O corpo da literatura

IMG_4977É o caminho mais óbvio resumir O senhor agora vai mudar de corpo como um romance que trata da experiência de Raimundo Carrero na recuperação de um AVC. Sim, o livro foi escrito no calor da doença que paralisou o lado esquerdo de seu corpo e impôs o reaprendizado dos movimentos e da vida sob limitações e cuidados. Mas, se muitas leituras são possíveis em qualquer obra literária, prefiro outra: pra mim, então, O senhor agora vai mudar de corpo é um livro sobre a fé na literatura.

Nas noites insones de incerteza quanto ao futuro do corpo, são livros e personagens que vêm ao encontro d’O Escritor para lhe fazer companhia nas dúvidas e nas certezas.

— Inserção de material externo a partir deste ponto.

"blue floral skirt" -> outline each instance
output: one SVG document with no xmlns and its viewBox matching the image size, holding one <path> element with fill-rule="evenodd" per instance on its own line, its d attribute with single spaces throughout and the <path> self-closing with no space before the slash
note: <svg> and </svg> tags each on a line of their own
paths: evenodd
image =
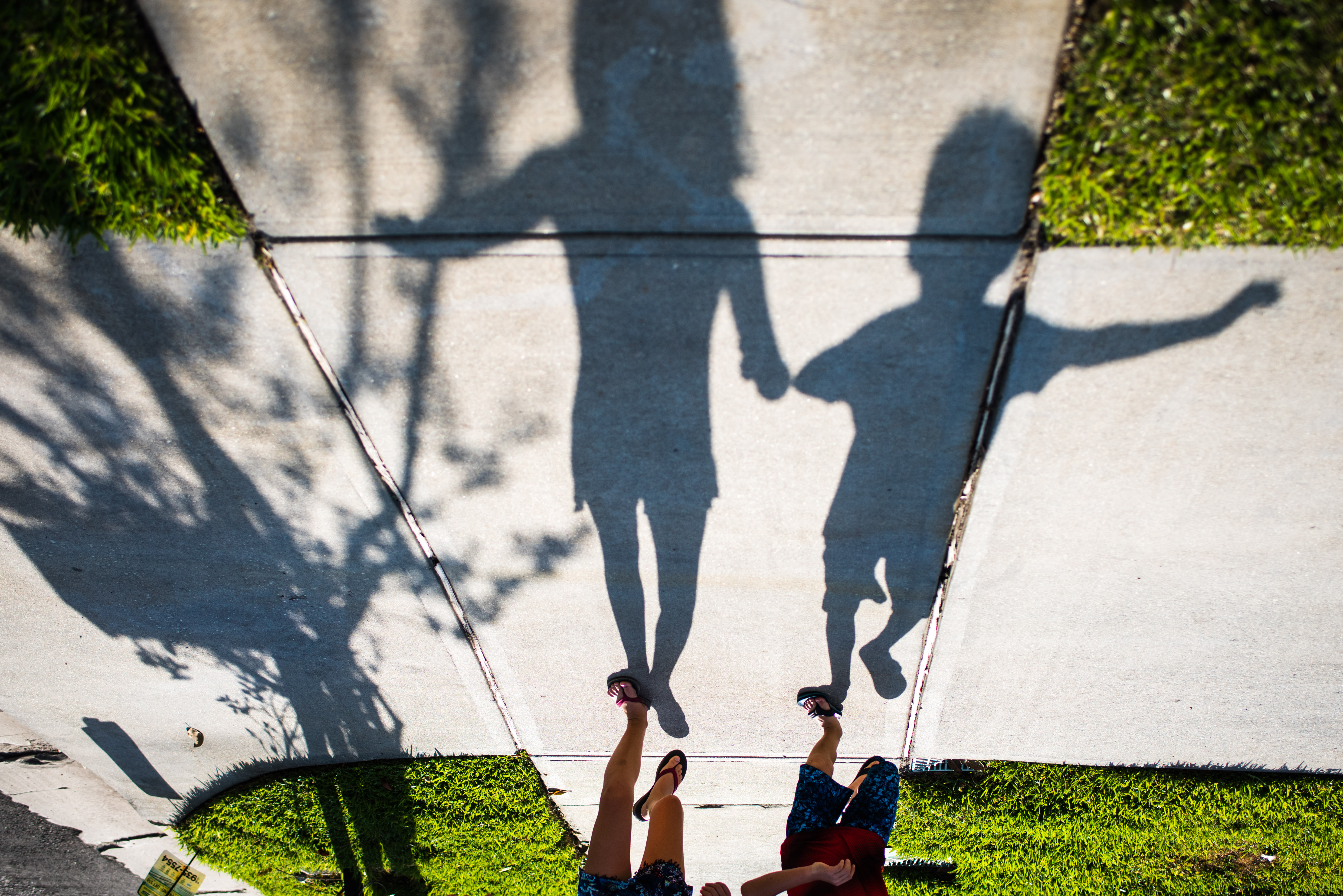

Enquanto a proximidade do AVC ainda o impede de falar, a memória está repleta das experiências literárias, de outros autores e das suas próprias. No meio da crise, O Escritor se vê impelido a buscar metáforas e palavras apropriadas para descrever mentalmente suas angústias.

Encontra em Clarice Lispector e em James Joyce o coração selvagem da vida, no qual não deixa de estar inserida a sua dor. Cita ainda Marguerite Duras, Dostoiévski, Tolstói, Ernest Hemingway, Herman Melville,Victor Hugo e vários outros que, antes dele, também se dedicaram a expor a condição humana por meio de palavras.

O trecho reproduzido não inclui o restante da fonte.